All protocol-managed SYM is held by smart contracts on Aptos: staking contracts, escrow contracts, reward contracts, and treasury contracts. No actor holds SYM on behalf of another outside of smart contract custody.

Governance

The Governance Service manages:

1. Policy versions — configurable parameters (fee rates, privacy thresholds, staking amounts) that change only at epoch boundaries
2. Epochs — stable time windows for settlement, reward, and aggregation grouping
3. Actor registry — three-tier staking (S_master, S_enterprise, S_producer) with graduated slashing
4. Governance proposals — policy changes, attribute promotion, challenge adjudication

All governance is operated by the 3 master nodes with BFT consensus.

Protocol Configuration

Policy Version

A policy_version captures all configurable protocol parameters at a point in time. Tasks are evaluated under the policy version active at their admission, even if it is later deprecated. No retroactive application.

Epoch

An epoch is a stable window for settlement grouping, reward calculation, and replay partitioning. Epochs are closed by time, capacity, or governance triggers. Composite tasks may span multiple epochs.

Determinism

SCP requires that equal inputs and equal replay context produce equal outputs. Parameter resolution is a deterministic function of epoch_id, semantic_version, and policy_version.

Relationship to SCS

SCP defines what must be true at the protocol level.
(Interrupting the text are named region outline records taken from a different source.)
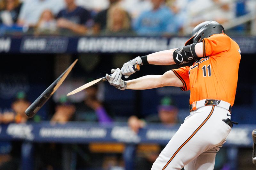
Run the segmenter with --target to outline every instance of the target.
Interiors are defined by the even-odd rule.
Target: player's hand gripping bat
[[[135,71],[140,71],[140,65],[137,64],[135,64],[132,67],[132,68]],[[111,76],[111,74],[109,75],[109,76]],[[70,95],[72,95],[81,91],[82,91],[83,90],[88,88],[89,87],[91,87],[91,86],[97,85],[97,84],[98,84],[100,83],[101,83],[101,82],[103,82],[103,81],[107,81],[107,80],[106,76],[102,78],[98,78],[98,79],[94,80],[86,84],[82,85],[82,86],[78,87],[76,89],[73,90],[71,92],[68,93],[67,95],[67,96],[70,96]]]
[[[256,149],[256,129],[255,129],[252,131],[252,137],[253,144],[252,146],[252,163],[255,165],[256,165],[256,153],[255,153],[255,149]]]
[[[26,115],[32,117],[43,107],[62,84],[78,60],[76,59],[60,76],[43,92],[25,111]]]

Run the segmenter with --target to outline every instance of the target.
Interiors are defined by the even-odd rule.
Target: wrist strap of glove
[[[148,55],[140,57],[141,59],[142,63],[143,64],[149,64],[148,62]],[[141,64],[141,65],[142,65]]]

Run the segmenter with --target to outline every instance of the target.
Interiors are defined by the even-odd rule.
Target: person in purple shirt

SCS (Symphony Core System) defines how a system is built to realize those truths in production.

Concern	SCP	SCS
Task lifecycle	Defines states and legal transitions	Implements state machine and orchestration
Semantic resolution	Defines resolution rules and invariants	Implements registry services and caches
Privacy	Defines budget model and consent rules	Implements Vault storage and TEE integration
Settlement	Defines finality conditions	Implements on-chain settlement contracts
Economics	Defines pricing, reward, and penalty rules	Implements fee escrow, reward distribution, and payout

From the Symphony narrative:

1. Symphony is the decentralized privacy data platform
2. SCP is the protocol layer that governs trusted data use
3. SCS is the system realization layer that delivers those guarantees in production

How to Read the SCP Documents

Use this document as the entry point, then follow the topic that matches your question:

Question	Document
Task lifecycle, semantic model, data protection, execution, settlement	SCP Core Spec
SYM token, pricing, rewards, staking, penalties, governance	SCP Economics and Governance
Receipt upload end-to-end example	Receipt Upload to Personal Vault
Cross-Vault marketing campaign example	Targeted Coupon Campaign for Recent Luckin Customers
Privacy-preserving model training example	Privacy-Preserving Consumer Behavior Model Training
System architecture and implementation	SCS System Architecture

Summary

SCP is the protocol layer that turns private, distributed data into verifiable, governable, and economically meaningful outcomes — without ever exposing plaintext.

It combines:

1. a 3 Planes + 2 Services architecture for clear separation of concerns
2. a four-class task model (parse, query, compute, train) with deterministic lifecycle
3. a three-layer semantic model (canonical, query, local) with governed evolution
4. three-mechanism data protection (consent + privacy budget + TEE)
5. a SYM token economy where data contributors are rewarded and bad actors are penalized
6. a distributed node network (3 master + N enterprise) secured by staking and BFT consensus

That combination is what makes SCP a complete protocol for privacy-preserving data collaboration, not merely a task API, a data model, or a reward scheme.